Living Business Continuity Plan Can Minimize Disruptions

2014-10-09
 

Healthcare Business Continuity Plan Provides SecurityAlthough people in any industry will say that Business Continuity (BC) is important, those of us in healthcare recognize that any downtime is undesirable.

Admittedly, 100 percent uptime is an unrealistic goal, but we all should hold ourselves to the highest possible standard when patient care and safety are on the line. Business Continuity, in addition to Disaster Recovery or Resiliency Planning, is critical in every area of a hospital.

But any plan you develop isn’t worth anything if it sits on a shelf in the IT director’s office or in an electronic archive, says Ken Ho, Professional Services Engagement Manager at McKesson. “From my experience, even those who have a plan in place for Disaster Recovery and Business Continuity rarely actively update their documentation, which leads to confusion when disaster strikes. As well, communication amongst departments should always be considered,” says the industry veteran, who works with McKesson’s team of medical imaging consultants.

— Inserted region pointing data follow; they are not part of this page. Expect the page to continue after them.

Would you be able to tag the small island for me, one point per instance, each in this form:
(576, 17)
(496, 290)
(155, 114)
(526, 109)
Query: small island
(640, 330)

A research report from the Ponemon Institute shows that while the average length of data center disruptions across industries is decreasing, the average cost per minute is increasing sharply. In the healthcare industry, a single disruption can cost nearly $700,000 in direct costs, indirect costs and lost opportunity. And, on average, each minute of disruption costs an organization $7,900, a 41 percent increase from 2010 to 2013, according to the report.

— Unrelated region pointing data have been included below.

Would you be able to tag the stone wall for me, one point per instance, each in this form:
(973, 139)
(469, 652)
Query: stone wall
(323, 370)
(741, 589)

Hospitals have reported periodic outages of data systems, most commonly EHRs, occasionally leaving nurses and clinical staff unable to access any patient information for a full day. This situation highlights the need for each department within a hospital to have a living, breathing business continuity plan that is current and continually updated.

Not a Matter of ‘If’

The key to effective Business Continuity planning is to prepare for the worst while hoping for the best. If your medical imaging solution doesn’t have a plan, it’s time to get started. And if you do have a plan, is it current? Is it accurate? When was the last time it was tested?

An earlier post on Medical Imaging Talk outlined five issues related to resiliency planning you should keep in mind:

  1. Understand the need for Disaster Recovery (DR) in your geographic area.
  2. Develop a business case for Resiliency Planning.
  3. Conduct a risk assessment.
  4. Make an investment in solution architecture.
  5. Define roles and responsibilities in your DR plan.

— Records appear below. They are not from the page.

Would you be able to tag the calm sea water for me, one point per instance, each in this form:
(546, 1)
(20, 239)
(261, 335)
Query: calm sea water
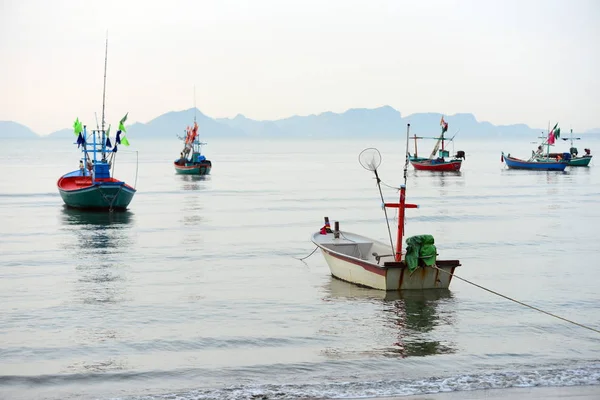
(195, 293)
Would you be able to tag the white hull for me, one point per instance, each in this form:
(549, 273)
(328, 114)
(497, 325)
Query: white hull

The McKesson Medical Imaging Professional Services™ team breaks its offerings into three main areas:

  • Application Impact Analysis, a study of CVIS/PACS-related IT assets, critical dependencies and related infrastructure to understand the impact of downtime on patient care and operations. The process will clarify or establish a recovery time objective and a recovery point objective for the CVIS/PACS system, based on defined management objectives.
  • IT Disaster Recovery Plan Documentation designed to recover the CVIS/PACS system based on the objectives outlined in the AIA.
  • Disaster Recovery Test Facilitation to test the validity of the plan and discover other areas of improvement to a system’s business continuity or disaster recovery plan.

Analyze, Plan, then Test

Many hospital IT departments, especially larger organizations, choose to create their own business continuity planning and testing. What must be kept in mind is that effective planning in the healthcare space requires not only technical knowledge but also clinical knowledge of workflows. Further, the integrity and privacy of protected health information must be safeguarded at all times.

McKesson Professional Services Team works with more than 800 facilities in North America and meets ISO/IEC standards related to service management systems, information security management systems, business continuity and security of highly sensitive information. In cases where health systems look outside the organization for BC planning or testing, the vendor should have specific healthcare knowledge and industry certifications.

Any disaster recovery plan should be tested every six to 12 months, Ho says, and whenever a PACS system is upgraded or additions are made.